Updated Thursday, November 15, 11 am: Sigrid Nunez won the National Book Award for Best Fiction for her novel The Friend Wednesday night at the 2018 ceremony in New York City.
The Friend, the latest novel from Sigrid Nunez, is a meditation on grief and the deep emotional bonds we forge with our pets. It’s the story of a middle-aged writer who has lost her best friend, mentor, and former lover to suicide. Following his death, she inherits his 180-pound Great Dane, Apollo, which poses immediate problems: the narrator lives in a 500-square-foot apartment in a building that has a strict no-pets policy.
On Wednesday night, Nunez, a College of Arts & Sciences lecturer in the Creative Writing Program, will be among a who’s who of writers and publishers gathering in the glittering main room of Cipriani Wall Street in New York City for one of the biggest literary events of the year, the annual National Book Awards. Her novel The Friend (Riverhead Books, 2018), is one of five shortlisted for this year’s best fiction prize.
In The Friend, Apollo may at times prove to be an unwelcome, smelly, and drooling houseguest, but he also loves to be read to (he’s partial to Rilke and Knausgaard). And as the novel unfolds, dog and narrator bring comfort to each other, help each other past their mourning. At one point, the narrator notes: Dogs “don’t weep. But they can and do fall to pieces. They can and do have their hearts broken.” Later, when Apollo’s own health begins to fail, Nunez takes on a deeply elegiac tone.
“I see it as a book about different kinds of loss,” she says. “There’s the loss a person suffers when someone they love dies, the losses that we all have to face as we grow older, and the lost illusions that most people encounter as they go through life. But the book is also about healing from loss.”
It’s also a trenchant take on today’s literary scene. Her keenly observed depictions of writing workshops are laced with a sly wit.
She had long wanted to write a novel about suicide and suicide loss, Nunez says, and also about her work as a writer and a writing teacher, and about literary mentorship. At the same time, she wanted to explore human-animal companionships. (She acknowledges being more of a cat person herself.) “I saw a way to explore all these subjects in one novel,” she says.

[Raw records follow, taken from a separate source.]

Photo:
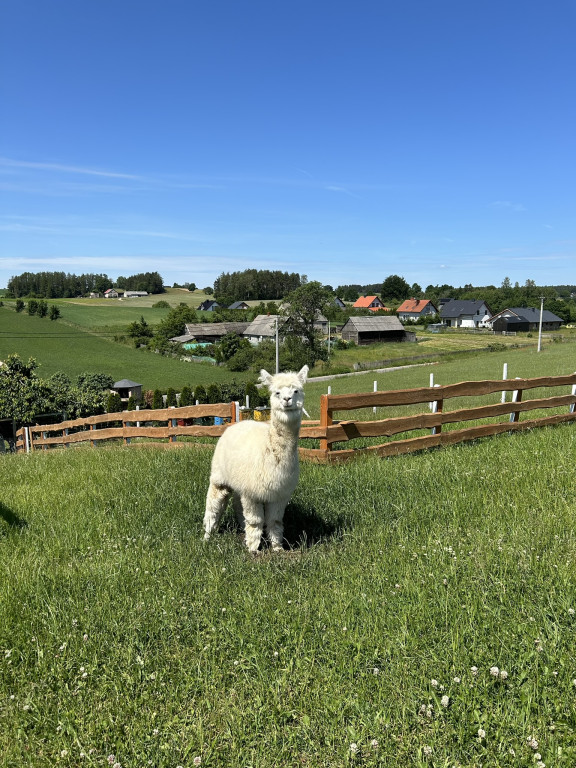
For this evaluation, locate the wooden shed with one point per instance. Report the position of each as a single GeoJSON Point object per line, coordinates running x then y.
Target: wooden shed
{"type": "Point", "coordinates": [370, 330]}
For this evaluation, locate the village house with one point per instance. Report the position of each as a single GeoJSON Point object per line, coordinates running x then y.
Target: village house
{"type": "Point", "coordinates": [461, 313]}
{"type": "Point", "coordinates": [415, 309]}
{"type": "Point", "coordinates": [524, 319]}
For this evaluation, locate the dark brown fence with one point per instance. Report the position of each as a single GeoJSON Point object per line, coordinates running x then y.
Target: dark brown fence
{"type": "Point", "coordinates": [508, 416]}
{"type": "Point", "coordinates": [438, 423]}
{"type": "Point", "coordinates": [165, 424]}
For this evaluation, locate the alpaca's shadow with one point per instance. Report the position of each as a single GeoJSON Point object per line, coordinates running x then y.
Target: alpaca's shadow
{"type": "Point", "coordinates": [11, 519]}
{"type": "Point", "coordinates": [303, 527]}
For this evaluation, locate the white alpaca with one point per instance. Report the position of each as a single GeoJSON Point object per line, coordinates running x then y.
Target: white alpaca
{"type": "Point", "coordinates": [257, 462]}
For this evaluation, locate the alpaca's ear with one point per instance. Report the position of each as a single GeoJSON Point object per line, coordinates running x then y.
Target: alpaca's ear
{"type": "Point", "coordinates": [265, 378]}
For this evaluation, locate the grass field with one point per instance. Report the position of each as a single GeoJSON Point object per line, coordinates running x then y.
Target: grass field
{"type": "Point", "coordinates": [61, 347]}
{"type": "Point", "coordinates": [424, 615]}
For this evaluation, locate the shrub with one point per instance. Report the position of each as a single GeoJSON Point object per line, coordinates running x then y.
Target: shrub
{"type": "Point", "coordinates": [186, 396]}
{"type": "Point", "coordinates": [157, 400]}
{"type": "Point", "coordinates": [171, 397]}
{"type": "Point", "coordinates": [114, 403]}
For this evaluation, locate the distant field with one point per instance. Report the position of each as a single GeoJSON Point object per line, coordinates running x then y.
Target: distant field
{"type": "Point", "coordinates": [61, 347]}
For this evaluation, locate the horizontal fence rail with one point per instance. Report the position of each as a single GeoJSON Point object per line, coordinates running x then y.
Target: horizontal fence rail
{"type": "Point", "coordinates": [437, 421]}
{"type": "Point", "coordinates": [509, 414]}
{"type": "Point", "coordinates": [162, 424]}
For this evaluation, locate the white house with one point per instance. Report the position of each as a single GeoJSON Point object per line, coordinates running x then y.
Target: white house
{"type": "Point", "coordinates": [460, 313]}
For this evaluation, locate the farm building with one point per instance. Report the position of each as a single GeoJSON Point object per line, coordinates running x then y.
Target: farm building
{"type": "Point", "coordinates": [127, 389]}
{"type": "Point", "coordinates": [209, 332]}
{"type": "Point", "coordinates": [414, 309]}
{"type": "Point", "coordinates": [208, 306]}
{"type": "Point", "coordinates": [262, 327]}
{"type": "Point", "coordinates": [528, 317]}
{"type": "Point", "coordinates": [370, 330]}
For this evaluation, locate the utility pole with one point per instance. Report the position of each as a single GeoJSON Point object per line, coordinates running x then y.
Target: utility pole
{"type": "Point", "coordinates": [277, 353]}
{"type": "Point", "coordinates": [540, 324]}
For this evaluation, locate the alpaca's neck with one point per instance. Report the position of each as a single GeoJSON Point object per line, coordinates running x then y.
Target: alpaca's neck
{"type": "Point", "coordinates": [284, 434]}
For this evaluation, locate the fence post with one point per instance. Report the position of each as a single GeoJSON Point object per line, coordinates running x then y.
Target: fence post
{"type": "Point", "coordinates": [174, 423]}
{"type": "Point", "coordinates": [437, 406]}
{"type": "Point", "coordinates": [325, 421]}
{"type": "Point", "coordinates": [516, 398]}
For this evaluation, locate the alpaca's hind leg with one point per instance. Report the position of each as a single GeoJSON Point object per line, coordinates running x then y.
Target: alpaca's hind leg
{"type": "Point", "coordinates": [238, 511]}
{"type": "Point", "coordinates": [275, 523]}
{"type": "Point", "coordinates": [216, 500]}
{"type": "Point", "coordinates": [254, 522]}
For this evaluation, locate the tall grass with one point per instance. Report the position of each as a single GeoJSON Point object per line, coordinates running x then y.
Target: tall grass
{"type": "Point", "coordinates": [373, 640]}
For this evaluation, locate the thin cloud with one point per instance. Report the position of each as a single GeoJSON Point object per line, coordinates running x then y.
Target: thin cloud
{"type": "Point", "coordinates": [507, 205]}
{"type": "Point", "coordinates": [60, 168]}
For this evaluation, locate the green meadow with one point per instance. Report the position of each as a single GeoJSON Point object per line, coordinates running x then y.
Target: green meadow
{"type": "Point", "coordinates": [60, 346]}
{"type": "Point", "coordinates": [423, 613]}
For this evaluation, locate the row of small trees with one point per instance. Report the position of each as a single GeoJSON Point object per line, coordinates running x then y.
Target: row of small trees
{"type": "Point", "coordinates": [38, 307]}
{"type": "Point", "coordinates": [214, 393]}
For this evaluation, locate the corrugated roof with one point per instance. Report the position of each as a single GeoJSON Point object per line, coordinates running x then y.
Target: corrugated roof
{"type": "Point", "coordinates": [457, 307]}
{"type": "Point", "coordinates": [414, 305]}
{"type": "Point", "coordinates": [383, 323]}
{"type": "Point", "coordinates": [263, 325]}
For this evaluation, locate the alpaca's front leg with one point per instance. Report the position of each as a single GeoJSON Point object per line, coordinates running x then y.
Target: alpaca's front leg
{"type": "Point", "coordinates": [216, 500]}
{"type": "Point", "coordinates": [254, 522]}
{"type": "Point", "coordinates": [237, 505]}
{"type": "Point", "coordinates": [275, 523]}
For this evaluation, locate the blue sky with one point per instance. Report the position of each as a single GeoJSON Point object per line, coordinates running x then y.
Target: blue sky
{"type": "Point", "coordinates": [345, 141]}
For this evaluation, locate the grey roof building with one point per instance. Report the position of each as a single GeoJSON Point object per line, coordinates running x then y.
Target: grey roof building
{"type": "Point", "coordinates": [369, 330]}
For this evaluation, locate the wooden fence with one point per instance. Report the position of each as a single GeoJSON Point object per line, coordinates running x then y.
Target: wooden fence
{"type": "Point", "coordinates": [508, 416]}
{"type": "Point", "coordinates": [162, 424]}
{"type": "Point", "coordinates": [435, 424]}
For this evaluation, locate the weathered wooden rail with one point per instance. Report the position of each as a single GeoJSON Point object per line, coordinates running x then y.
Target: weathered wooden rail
{"type": "Point", "coordinates": [162, 424]}
{"type": "Point", "coordinates": [328, 431]}
{"type": "Point", "coordinates": [437, 421]}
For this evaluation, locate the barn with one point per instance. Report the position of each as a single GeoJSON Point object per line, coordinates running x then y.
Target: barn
{"type": "Point", "coordinates": [370, 330]}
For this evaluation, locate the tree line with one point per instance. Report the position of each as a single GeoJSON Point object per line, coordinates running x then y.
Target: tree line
{"type": "Point", "coordinates": [64, 285]}
{"type": "Point", "coordinates": [251, 284]}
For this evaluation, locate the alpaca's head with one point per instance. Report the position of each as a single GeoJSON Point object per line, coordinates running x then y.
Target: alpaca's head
{"type": "Point", "coordinates": [286, 392]}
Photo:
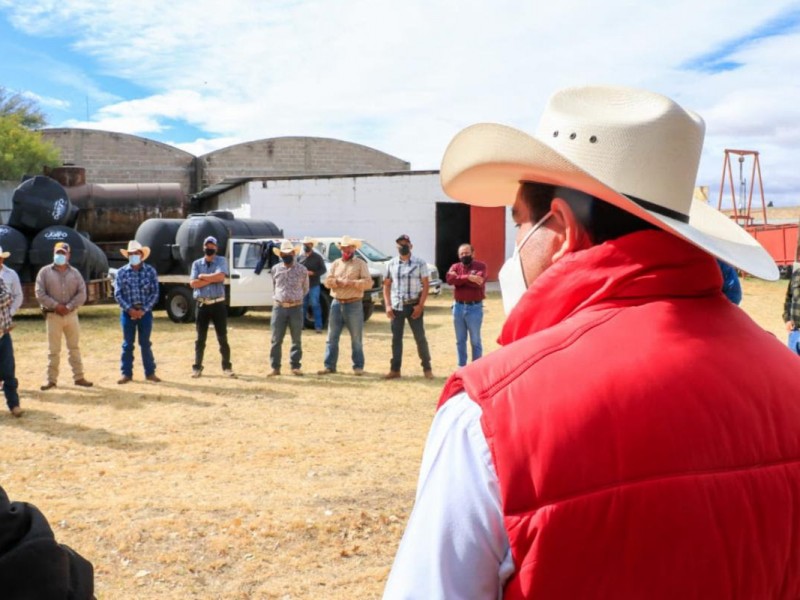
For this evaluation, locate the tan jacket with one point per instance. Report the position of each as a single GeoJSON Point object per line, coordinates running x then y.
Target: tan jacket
{"type": "Point", "coordinates": [354, 270]}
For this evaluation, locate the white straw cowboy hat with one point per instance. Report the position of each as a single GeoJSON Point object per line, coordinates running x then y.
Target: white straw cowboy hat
{"type": "Point", "coordinates": [134, 246]}
{"type": "Point", "coordinates": [634, 149]}
{"type": "Point", "coordinates": [286, 247]}
{"type": "Point", "coordinates": [348, 241]}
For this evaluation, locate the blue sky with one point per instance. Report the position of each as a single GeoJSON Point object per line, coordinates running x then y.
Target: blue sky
{"type": "Point", "coordinates": [404, 77]}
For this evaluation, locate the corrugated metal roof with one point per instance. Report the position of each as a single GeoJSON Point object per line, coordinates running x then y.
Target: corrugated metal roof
{"type": "Point", "coordinates": [218, 188]}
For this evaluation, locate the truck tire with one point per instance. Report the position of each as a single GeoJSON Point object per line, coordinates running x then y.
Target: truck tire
{"type": "Point", "coordinates": [325, 305]}
{"type": "Point", "coordinates": [369, 307]}
{"type": "Point", "coordinates": [180, 304]}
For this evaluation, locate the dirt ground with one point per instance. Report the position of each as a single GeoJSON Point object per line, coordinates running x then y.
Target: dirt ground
{"type": "Point", "coordinates": [287, 488]}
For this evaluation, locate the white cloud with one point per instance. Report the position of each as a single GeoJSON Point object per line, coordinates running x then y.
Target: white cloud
{"type": "Point", "coordinates": [404, 77]}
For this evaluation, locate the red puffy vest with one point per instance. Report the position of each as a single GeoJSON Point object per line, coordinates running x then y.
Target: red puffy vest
{"type": "Point", "coordinates": [645, 432]}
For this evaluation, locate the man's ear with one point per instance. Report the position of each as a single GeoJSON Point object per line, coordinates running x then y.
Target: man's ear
{"type": "Point", "coordinates": [572, 236]}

The author of seven novels, Nunez has earned a reputation for versatility. She has written about ballet (A Feather on the Breath of God), a deadly plague (Salvation City), and a fictionalized account of the marmoset adopted by Virginia Woolf’s husband, Leonard. She’s also written a well-received memoir of her own mentor, Susan Sontag, Sempre Susan. But The Friend has brought her a new level of attention, with critics uniformly extolling the book. Kirkus Reviews describes it as “quietly brilliant and darkly funny,” and says that it’s “a lonely novel: rigorous and stark, so elegant—so dismissive of conventional notions of plot—it hardly feels like fiction.” And from the Los Angeles Review of Books: “one of those rare novels that, in the end, makes your heart beat slower.”
Judges for this year’s National Book Awards concurred. Nunez is one of 25 finalists selected from 1,637 books submitted for consideration, 368 of them works of fiction. Also nominated in the category of best fiction is James Brinkley’s A Lucky Man, Lauren Groff’s Florida, Brandon Hobson’s Where the Dead Sit Talking, and Rebecca Makkai’s The Great Believers.
Nunez, who is now at work on a new novel, says she felt “complete surprise, utter delight, extreme gratitude,” when she learned The Friend had been nominated.
She says she’s been surprised to hear from the many readers who have written to say how moved they’ve been by the book. “A lot of them are fiercely attached to their animal companions, especially dogs. I’ve heard quite a few sad stories from people about losing their pets to illness and old age.”